Valerie Lawton, a spokeswoman for the privacy commissioner, said the office decided in 2011 to accept the aggregate data because they were trying to better understand the issue.
“We ultimately agreed because we felt it was better to receive some information rather than no information at all,” Lawton wrote in a statement. “It is important to understand that the companies were under absolutely no obligation to provide us with this type of data.”
Public Safety Canada “respectfully declined” an interview request for this story.
Bell Canada said Tuesday the companies were worried about breaking privacy rules, statutes or contracts and had no guidance from the privacy office around what information could be disclosed.

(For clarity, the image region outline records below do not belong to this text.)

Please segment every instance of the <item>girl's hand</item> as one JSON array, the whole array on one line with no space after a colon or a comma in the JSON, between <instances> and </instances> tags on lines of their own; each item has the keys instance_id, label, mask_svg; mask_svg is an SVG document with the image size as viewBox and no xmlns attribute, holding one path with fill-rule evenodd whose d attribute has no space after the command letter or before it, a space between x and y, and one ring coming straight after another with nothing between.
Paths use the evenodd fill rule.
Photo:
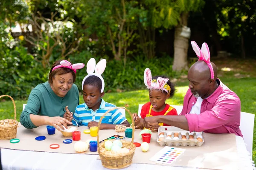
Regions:
<instances>
[{"instance_id":1,"label":"girl's hand","mask_svg":"<svg viewBox=\"0 0 256 170\"><path fill-rule=\"evenodd\" d=\"M90 128L90 127L92 127L93 126L97 126L98 127L98 125L99 123L95 121L91 121L88 123L88 128Z\"/></svg>"},{"instance_id":2,"label":"girl's hand","mask_svg":"<svg viewBox=\"0 0 256 170\"><path fill-rule=\"evenodd\" d=\"M157 132L158 128L159 128L160 126L159 125L154 125L151 127L149 129L153 132Z\"/></svg>"},{"instance_id":3,"label":"girl's hand","mask_svg":"<svg viewBox=\"0 0 256 170\"><path fill-rule=\"evenodd\" d=\"M72 125L72 123L66 119L60 116L48 117L47 120L47 124L54 127L58 130L61 131L61 129L64 130L63 126L67 129L67 124Z\"/></svg>"},{"instance_id":4,"label":"girl's hand","mask_svg":"<svg viewBox=\"0 0 256 170\"><path fill-rule=\"evenodd\" d=\"M64 119L66 119L67 120L71 122L72 119L73 119L73 113L70 111L67 108L68 106L67 106L65 108L65 110L66 110L66 112L64 113L64 115L63 115L63 117Z\"/></svg>"},{"instance_id":5,"label":"girl's hand","mask_svg":"<svg viewBox=\"0 0 256 170\"><path fill-rule=\"evenodd\" d=\"M134 125L137 126L140 122L140 117L136 113L132 113L132 117L134 121Z\"/></svg>"}]
</instances>

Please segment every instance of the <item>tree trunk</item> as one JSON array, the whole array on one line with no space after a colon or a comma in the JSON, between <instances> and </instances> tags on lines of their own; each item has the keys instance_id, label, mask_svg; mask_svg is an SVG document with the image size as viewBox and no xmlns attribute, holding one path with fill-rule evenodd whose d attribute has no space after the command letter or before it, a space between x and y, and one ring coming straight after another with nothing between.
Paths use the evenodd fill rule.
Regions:
<instances>
[{"instance_id":1,"label":"tree trunk","mask_svg":"<svg viewBox=\"0 0 256 170\"><path fill-rule=\"evenodd\" d=\"M182 26L187 25L188 14L183 13L180 17L180 24L175 28L174 36L174 60L172 70L180 71L187 69L187 54L189 39L180 36Z\"/></svg>"}]
</instances>

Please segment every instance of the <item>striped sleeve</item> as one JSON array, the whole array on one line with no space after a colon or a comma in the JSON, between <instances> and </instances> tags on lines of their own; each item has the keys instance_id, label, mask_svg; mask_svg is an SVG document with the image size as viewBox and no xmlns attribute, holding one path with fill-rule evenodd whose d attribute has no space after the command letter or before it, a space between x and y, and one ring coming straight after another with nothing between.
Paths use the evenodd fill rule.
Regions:
<instances>
[{"instance_id":1,"label":"striped sleeve","mask_svg":"<svg viewBox=\"0 0 256 170\"><path fill-rule=\"evenodd\" d=\"M127 120L119 109L115 109L113 110L111 118L113 124L115 125L121 124Z\"/></svg>"}]
</instances>

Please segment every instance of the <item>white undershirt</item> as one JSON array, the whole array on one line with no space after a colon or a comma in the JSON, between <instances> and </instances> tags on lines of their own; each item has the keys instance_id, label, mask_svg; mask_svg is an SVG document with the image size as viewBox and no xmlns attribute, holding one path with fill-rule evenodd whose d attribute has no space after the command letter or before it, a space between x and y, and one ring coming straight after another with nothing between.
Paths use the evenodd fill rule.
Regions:
<instances>
[{"instance_id":1,"label":"white undershirt","mask_svg":"<svg viewBox=\"0 0 256 170\"><path fill-rule=\"evenodd\" d=\"M201 105L202 105L202 102L203 102L203 99L201 98L201 97L198 97L197 98L197 100L196 101L196 102L195 105L192 106L192 108L191 108L191 110L190 111L190 114L199 114L201 113ZM201 134L198 132L195 132L197 137L201 137L202 138ZM194 132L192 132L189 133L189 134L194 134Z\"/></svg>"}]
</instances>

A spokeswoman for Rogers said “there was no precedent for releasing this type of information and we were concerned that releasing numbers for individual companies might violate the solicitor general’s standards.”
RIM responded to an interview request by pointing to the company’s lawful access policy on its website.
The aggregate data provided to the privacy commissioner revealed that nine telecom, Internet, and social media companies were asked almost 1.2 million times for their customers’ data in 2011. But details, including which government and law enforcement agencies are requesting the data, remain shrouded in secrecy as the companies refuse to disclose further details.
Canadians are not informed when their information is shared with law enforcement agencies.
In contrast, U.S. companies are much more transparent about what they share with law enforcement agencies. Twitter, Facebook, Microsoft, Yahoo! and Google all voluntarily post details about the number of requests they receive for private data.
The privacy commissioner has called for mandatory disclosure of how often companies hand over customer data to government agencies each year. So far, the federal government has made no sign it will enact such a disclosure law.